Robert E. Lee Wilson was just a boy in Tipton County, Tennessee when both of his parents died. Forced to become a man at an early age, he ended up cutting timber for a sawmill in Eastern Arkansas, a place where death from injury and disease was common. Beating the odds, Wilson saved enough money to buy some swampy timberland in southern Mississippi County, Arkansas, across a former Mississippi River channel from the island town of Reverie, Tennessee. In order to process the timber he cut, he founded a sawmill town he called Wilson, around the dawn of the 20th Century. That town of Wilson was subject to flooding, and Wilson soon decided that it needed to be relocated further inland. The new town was a model town in every regard, patterned around a well-landscaped square, with a car dealership, tavern, store, gas station, and railroad, all owned by Lee Wilson & Company. Once the timber had been cut, Wilson had turned to agriculture, growing cotton across vast acreages. When existing railroads tried to charge Wilson outrageous prices, or would not schedule trains that met his needs, he built his own railroads, the Delta Valley and Southern and the Jonesboro, Lake City & Eastern. While the town of Wilson was always his crown jewel, he founded other towns as well, Evadale, Marie, Delpro, Keiser and Armorel (the latter was said to be named for Arkansas, Missouri and “R.E.L. Wilson”). Even the Great Depression was no mountain to climb for Robert E. Lee Wilson. Although he paid his employees in scrip redeemable only at the company-owned businesses, they didn’t starve, and Wilson drew the largest check in the history of Memphis’ Union Planters Bank during the 1930’s. But cotton could not remain king forever. The Lee Wilson company diversified, acquiring holdings in Utah and other parts of the country, and several generations of the Wilson family ran things from the company headquarters in Arkansas, but more and more the business was turning down offers from would-be buyers eager to acquire the vast amounts of land held by the company. Finally, in 2010, the Wilson family agreed to sell.

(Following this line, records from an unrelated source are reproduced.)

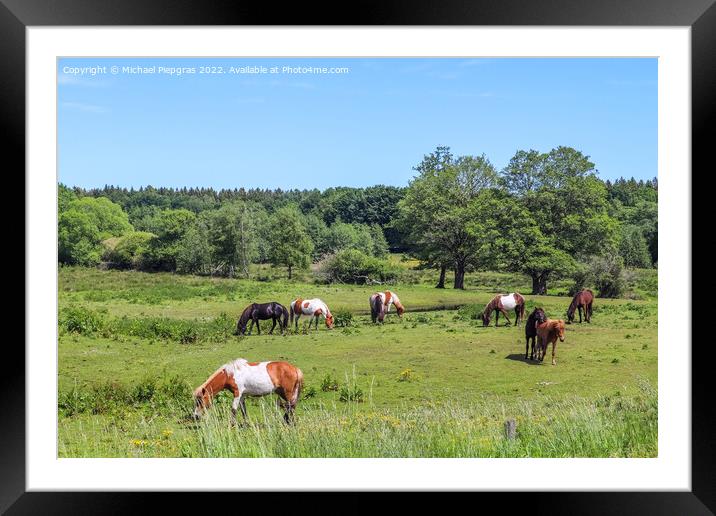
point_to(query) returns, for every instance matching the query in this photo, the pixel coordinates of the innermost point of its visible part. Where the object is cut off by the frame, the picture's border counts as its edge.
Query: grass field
(434, 383)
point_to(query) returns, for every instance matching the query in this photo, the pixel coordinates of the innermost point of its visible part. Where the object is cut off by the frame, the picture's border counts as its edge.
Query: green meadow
(433, 383)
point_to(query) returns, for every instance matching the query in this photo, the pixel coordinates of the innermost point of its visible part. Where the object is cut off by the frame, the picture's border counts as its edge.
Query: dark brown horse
(582, 300)
(536, 317)
(549, 331)
(262, 311)
(500, 304)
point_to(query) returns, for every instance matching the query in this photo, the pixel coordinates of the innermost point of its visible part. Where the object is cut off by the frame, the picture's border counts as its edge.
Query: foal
(311, 307)
(380, 305)
(549, 331)
(500, 304)
(536, 317)
(262, 311)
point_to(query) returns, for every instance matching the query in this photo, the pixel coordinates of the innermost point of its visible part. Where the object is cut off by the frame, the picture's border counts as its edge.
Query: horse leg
(506, 316)
(238, 402)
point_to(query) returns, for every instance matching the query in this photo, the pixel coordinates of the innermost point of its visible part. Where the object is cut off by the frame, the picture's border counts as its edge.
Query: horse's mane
(245, 315)
(492, 304)
(234, 365)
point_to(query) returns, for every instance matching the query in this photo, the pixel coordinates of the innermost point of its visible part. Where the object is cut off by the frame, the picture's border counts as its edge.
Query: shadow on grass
(519, 357)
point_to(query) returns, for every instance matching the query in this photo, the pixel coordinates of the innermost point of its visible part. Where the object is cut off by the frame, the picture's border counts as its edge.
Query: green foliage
(80, 320)
(169, 226)
(353, 266)
(328, 383)
(607, 275)
(290, 245)
(129, 250)
(342, 318)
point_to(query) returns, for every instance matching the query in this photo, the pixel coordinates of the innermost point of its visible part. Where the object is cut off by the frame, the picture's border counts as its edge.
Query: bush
(329, 383)
(80, 320)
(129, 250)
(581, 276)
(353, 266)
(608, 275)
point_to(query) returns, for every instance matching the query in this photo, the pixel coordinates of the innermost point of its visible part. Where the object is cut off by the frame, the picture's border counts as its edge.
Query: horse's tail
(376, 308)
(284, 316)
(299, 384)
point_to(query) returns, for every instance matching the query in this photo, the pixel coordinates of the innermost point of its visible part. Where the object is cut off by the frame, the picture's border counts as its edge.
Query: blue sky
(368, 126)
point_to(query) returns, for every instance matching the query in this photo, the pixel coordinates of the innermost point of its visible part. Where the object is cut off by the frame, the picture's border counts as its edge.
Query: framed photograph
(423, 252)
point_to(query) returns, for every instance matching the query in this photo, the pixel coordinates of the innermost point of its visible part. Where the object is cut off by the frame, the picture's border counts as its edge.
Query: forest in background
(545, 215)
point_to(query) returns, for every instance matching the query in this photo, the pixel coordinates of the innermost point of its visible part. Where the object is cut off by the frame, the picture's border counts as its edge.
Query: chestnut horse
(244, 378)
(262, 311)
(500, 304)
(311, 307)
(536, 317)
(581, 300)
(549, 331)
(380, 305)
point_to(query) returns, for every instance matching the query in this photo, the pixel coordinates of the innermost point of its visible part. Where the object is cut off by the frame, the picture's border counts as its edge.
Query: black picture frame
(700, 15)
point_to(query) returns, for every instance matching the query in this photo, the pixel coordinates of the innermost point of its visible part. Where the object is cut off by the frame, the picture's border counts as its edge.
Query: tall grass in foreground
(609, 426)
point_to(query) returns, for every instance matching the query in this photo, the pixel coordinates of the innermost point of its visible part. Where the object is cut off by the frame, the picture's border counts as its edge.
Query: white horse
(245, 378)
(311, 307)
(380, 305)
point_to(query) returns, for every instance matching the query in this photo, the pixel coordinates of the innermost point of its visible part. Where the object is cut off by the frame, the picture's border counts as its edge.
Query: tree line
(546, 215)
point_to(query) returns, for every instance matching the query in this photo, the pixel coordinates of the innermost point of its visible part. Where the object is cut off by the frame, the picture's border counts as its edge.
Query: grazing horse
(262, 311)
(244, 378)
(500, 304)
(536, 317)
(549, 331)
(380, 305)
(581, 300)
(311, 307)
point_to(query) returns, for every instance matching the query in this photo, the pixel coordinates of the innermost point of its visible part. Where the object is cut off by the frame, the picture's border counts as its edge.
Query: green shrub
(80, 320)
(128, 251)
(351, 393)
(353, 266)
(343, 318)
(329, 383)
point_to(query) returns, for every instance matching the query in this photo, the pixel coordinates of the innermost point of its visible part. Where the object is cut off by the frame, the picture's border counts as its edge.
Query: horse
(501, 304)
(311, 307)
(262, 311)
(380, 305)
(245, 378)
(536, 317)
(581, 300)
(549, 331)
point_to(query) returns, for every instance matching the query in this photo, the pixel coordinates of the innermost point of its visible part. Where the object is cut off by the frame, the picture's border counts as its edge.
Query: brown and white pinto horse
(380, 305)
(581, 300)
(244, 378)
(311, 307)
(549, 331)
(500, 304)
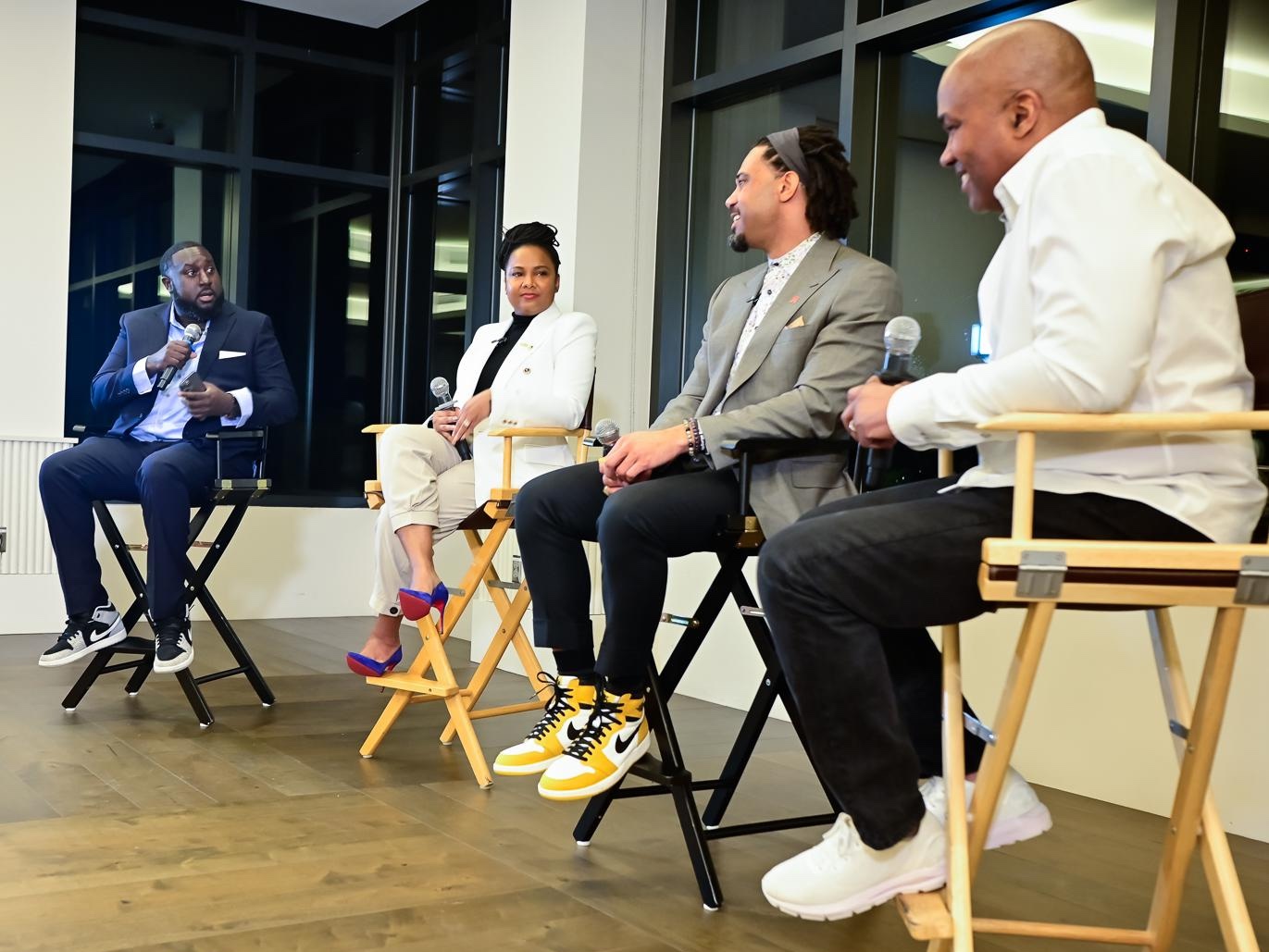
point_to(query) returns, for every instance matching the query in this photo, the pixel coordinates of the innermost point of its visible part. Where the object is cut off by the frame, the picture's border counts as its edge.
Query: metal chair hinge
(978, 729)
(1040, 575)
(1252, 581)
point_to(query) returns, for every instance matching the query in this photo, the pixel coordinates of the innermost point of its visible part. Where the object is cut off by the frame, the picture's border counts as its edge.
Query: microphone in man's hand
(193, 332)
(902, 335)
(441, 390)
(604, 434)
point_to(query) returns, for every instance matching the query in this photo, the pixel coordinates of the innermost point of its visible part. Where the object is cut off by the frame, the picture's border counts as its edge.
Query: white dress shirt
(1109, 293)
(168, 417)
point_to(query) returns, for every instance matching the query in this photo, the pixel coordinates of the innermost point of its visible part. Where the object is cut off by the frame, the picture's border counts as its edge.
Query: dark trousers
(849, 591)
(167, 478)
(639, 527)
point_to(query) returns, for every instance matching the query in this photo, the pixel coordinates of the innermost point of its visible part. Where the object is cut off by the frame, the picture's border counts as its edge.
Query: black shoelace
(556, 709)
(605, 715)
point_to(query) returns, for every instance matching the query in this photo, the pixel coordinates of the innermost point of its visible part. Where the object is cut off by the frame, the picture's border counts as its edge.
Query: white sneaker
(841, 875)
(1019, 812)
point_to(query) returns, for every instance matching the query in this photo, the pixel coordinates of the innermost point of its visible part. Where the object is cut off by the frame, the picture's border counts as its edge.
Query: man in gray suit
(783, 344)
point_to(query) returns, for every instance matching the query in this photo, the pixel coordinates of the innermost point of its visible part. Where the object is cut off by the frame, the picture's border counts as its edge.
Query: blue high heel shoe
(416, 603)
(371, 668)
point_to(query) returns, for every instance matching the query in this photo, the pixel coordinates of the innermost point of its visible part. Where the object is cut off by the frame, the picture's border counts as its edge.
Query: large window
(871, 68)
(348, 181)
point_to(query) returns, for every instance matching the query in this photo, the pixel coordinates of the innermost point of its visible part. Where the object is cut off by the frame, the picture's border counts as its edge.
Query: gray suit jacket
(818, 340)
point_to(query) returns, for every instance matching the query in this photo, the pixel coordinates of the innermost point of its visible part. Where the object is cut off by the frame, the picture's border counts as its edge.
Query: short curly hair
(536, 233)
(830, 188)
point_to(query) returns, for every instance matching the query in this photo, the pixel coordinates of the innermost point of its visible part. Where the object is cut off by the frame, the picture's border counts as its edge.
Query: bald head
(1004, 94)
(1030, 55)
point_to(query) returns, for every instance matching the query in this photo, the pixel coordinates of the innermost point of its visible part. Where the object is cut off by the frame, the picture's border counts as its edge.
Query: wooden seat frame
(1153, 575)
(430, 677)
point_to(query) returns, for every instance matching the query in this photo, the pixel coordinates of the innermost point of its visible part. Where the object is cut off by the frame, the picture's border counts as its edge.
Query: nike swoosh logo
(623, 744)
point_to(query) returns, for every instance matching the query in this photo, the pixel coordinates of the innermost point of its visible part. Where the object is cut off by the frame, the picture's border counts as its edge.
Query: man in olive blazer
(783, 344)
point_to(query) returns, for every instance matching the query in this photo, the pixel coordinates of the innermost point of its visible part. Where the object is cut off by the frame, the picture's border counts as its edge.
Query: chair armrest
(508, 432)
(1125, 422)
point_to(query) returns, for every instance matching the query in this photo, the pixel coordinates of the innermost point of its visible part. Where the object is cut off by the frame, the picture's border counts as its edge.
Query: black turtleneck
(502, 350)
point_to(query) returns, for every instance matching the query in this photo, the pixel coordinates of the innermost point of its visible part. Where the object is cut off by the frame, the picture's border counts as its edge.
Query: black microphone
(441, 390)
(193, 332)
(604, 434)
(902, 335)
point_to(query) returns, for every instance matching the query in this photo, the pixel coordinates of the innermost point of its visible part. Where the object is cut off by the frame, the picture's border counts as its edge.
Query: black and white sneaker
(85, 633)
(174, 650)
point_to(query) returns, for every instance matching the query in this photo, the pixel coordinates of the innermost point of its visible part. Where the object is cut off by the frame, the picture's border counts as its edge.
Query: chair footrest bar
(505, 709)
(123, 666)
(218, 674)
(792, 822)
(927, 917)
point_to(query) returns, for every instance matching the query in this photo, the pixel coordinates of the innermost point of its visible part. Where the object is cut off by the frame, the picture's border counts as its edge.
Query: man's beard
(198, 314)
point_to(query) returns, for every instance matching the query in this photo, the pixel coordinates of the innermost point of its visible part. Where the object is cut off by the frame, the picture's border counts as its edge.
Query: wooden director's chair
(739, 539)
(1051, 574)
(430, 677)
(235, 493)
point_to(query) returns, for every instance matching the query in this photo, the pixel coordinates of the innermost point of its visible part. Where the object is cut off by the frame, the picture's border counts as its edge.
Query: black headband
(789, 146)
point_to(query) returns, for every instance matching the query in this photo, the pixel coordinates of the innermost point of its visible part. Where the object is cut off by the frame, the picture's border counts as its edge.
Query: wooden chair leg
(458, 714)
(1222, 877)
(1013, 705)
(396, 704)
(1196, 769)
(957, 894)
(510, 615)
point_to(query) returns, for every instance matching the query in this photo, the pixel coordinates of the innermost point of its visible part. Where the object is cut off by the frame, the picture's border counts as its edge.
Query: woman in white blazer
(534, 368)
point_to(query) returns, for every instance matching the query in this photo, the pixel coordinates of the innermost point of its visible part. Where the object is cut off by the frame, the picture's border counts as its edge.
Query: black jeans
(849, 589)
(676, 513)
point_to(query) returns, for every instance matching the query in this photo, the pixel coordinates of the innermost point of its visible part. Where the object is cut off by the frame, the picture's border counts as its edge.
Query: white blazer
(544, 380)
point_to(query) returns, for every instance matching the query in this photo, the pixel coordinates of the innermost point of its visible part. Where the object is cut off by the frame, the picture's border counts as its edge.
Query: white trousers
(425, 483)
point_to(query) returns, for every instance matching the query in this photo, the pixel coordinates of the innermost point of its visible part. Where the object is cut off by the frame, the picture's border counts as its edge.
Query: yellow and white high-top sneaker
(616, 736)
(563, 723)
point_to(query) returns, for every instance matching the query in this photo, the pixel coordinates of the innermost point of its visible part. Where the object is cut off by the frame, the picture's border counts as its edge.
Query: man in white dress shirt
(156, 451)
(1109, 291)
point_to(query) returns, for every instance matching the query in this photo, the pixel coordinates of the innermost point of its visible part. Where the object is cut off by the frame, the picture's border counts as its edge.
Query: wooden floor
(125, 827)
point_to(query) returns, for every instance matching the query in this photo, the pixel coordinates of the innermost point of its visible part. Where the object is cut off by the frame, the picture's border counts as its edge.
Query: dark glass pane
(322, 117)
(324, 34)
(223, 17)
(445, 102)
(724, 137)
(125, 213)
(435, 328)
(735, 31)
(153, 89)
(1242, 142)
(937, 245)
(317, 271)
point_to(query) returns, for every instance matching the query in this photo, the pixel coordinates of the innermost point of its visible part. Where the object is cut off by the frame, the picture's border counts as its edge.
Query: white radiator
(27, 549)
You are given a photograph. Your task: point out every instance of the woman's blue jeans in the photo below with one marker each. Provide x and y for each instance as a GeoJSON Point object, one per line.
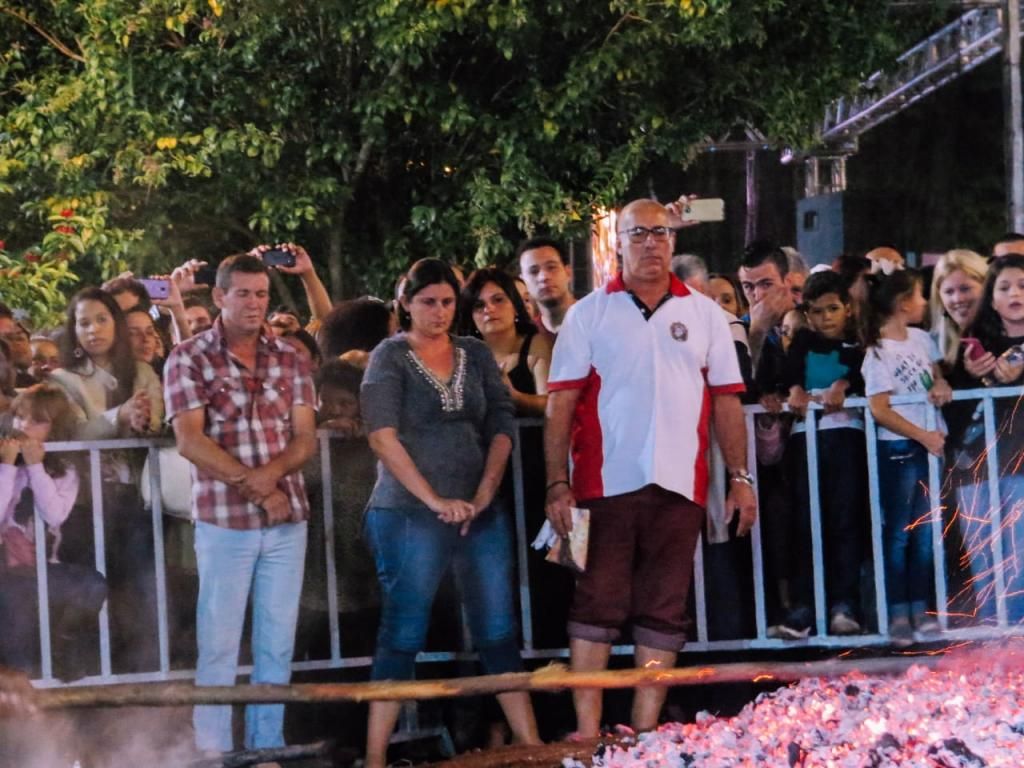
{"type": "Point", "coordinates": [906, 527]}
{"type": "Point", "coordinates": [976, 527]}
{"type": "Point", "coordinates": [413, 550]}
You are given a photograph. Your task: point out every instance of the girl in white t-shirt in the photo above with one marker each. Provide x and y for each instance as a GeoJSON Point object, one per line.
{"type": "Point", "coordinates": [901, 359]}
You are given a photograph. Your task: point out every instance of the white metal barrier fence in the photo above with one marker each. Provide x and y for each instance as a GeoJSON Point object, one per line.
{"type": "Point", "coordinates": [760, 640]}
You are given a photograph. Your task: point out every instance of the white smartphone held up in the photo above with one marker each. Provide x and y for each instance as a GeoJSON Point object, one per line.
{"type": "Point", "coordinates": [711, 209]}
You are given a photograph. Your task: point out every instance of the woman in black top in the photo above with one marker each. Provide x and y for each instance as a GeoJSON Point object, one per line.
{"type": "Point", "coordinates": [492, 308]}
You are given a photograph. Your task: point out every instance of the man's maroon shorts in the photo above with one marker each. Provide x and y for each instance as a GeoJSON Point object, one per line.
{"type": "Point", "coordinates": [639, 565]}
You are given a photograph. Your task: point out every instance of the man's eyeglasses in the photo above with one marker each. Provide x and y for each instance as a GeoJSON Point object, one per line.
{"type": "Point", "coordinates": [638, 235]}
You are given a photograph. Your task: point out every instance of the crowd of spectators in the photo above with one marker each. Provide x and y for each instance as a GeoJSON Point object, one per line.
{"type": "Point", "coordinates": [805, 340]}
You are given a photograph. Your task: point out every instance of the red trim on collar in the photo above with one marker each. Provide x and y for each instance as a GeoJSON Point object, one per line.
{"type": "Point", "coordinates": [615, 285]}
{"type": "Point", "coordinates": [676, 286]}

One of the great fears was that any purchaser of the company’s land and holdings would not be interested in the town that went along with the purchase, a fear that initially proved to be true. Gaylon Lawrence Jr, the multi-millionaire who paid $110 million for the Wilson company and its land had little need for a town in the Arkansas Delta, and originally planned to sell it off. But after visiting it, he decided to try something else, hiring an architect and academic from Nashville named John Faulkner to act as a city manager for the Town of Wilson. The Wilson Cafe has reopened as a farm-to-table restaurant, with many of the vegetable coming from the nearby Wilson Gardens. A private school called the Delta School has been opened in one of the Wilson family mansions, and a concert series has been started. One of Johnny Cash’s relatives has opened White’s Mercantile in a former service station on Highway 61, a branch of a store of the same name in Nashville. On a recent Sunday afternoon, the shelves were full of colorful and unique items, and the shop was full of browsers, many of them just having come from lunch at the Wilson Cafe. The address of the store, 17 Cortez Kennedy Avenue, reveals another recent change, the renaming of Highway 61 for Wilson’s most famous native son, a star NFL football player who died earlier this year. A museum of Native American artifacts dug up at the Nodena site near the Mississippi River is under construction on the square. More plans are being discussed, including one that would turn the large office building east of the railroad tracks into a luxury hotel. But of course, it is all too early to tell if any of this planning will make any real difference in the town stuck in the middle of a region of persistent poverty and outmigration. But the effort to save such a unique town should be applauded, and Wilson is an experience not to be missed.

Wilson Cafe
2 North Jefferson Street
Wilson, AR 72395
(870) 655-0222
Open daily for lunch 11-2 PM
Open for dinner Wed-Sat 5-8:30 PM

There are currently no hotel rooms in Wilson, but rooms are available nearby in Marion or Osceola.